It was a viewpoint that echoes my own.

He then said that this meant that we had to recapitalise the nuclear submarine force.

Hold up, I thought. That seems like a non sequitur.

I'm aware of the supposed 'studies' undertaken before the decision was taken to replace Trident with another SLBM, but I'm still not convinced that this level of strategic system is the only way, the best way, or an affordable way.

I don't mean that I support the only air launched option studied (two squadrons of A330 sized launch platforms) at the time.

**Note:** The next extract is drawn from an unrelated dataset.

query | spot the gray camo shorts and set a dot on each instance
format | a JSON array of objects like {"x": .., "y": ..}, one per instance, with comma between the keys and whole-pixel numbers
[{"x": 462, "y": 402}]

I don't.

But I do ask why SLBM?

Why not simple warheads that could be strapped on the front of Tomahawk/Storm Shadow and even freefall weapons that might be stuffed into the weapons bays of a JSF? Or to the front of a hypersonic stand off weapon like Boeing's HyFly when such a thing eventually becomes available?

A cheap and cheerful deterrent, in other words?

A deterrent that would be genuinely autonomous and under national command and control, and not tied into the USA's strategic nuclear forces like Polaris and Trident were.

Do we really still need to wipe Moscow off the map, all on our own-some? (And after Rust, do we still believe that only a SLBM could achieve that?)

Is an SLBM the only way of hitting North Korea - or even the best way?

Given that we need nukes, what do we need them for, and what's the cheapest and most cost effective nuclear capability we can get away with?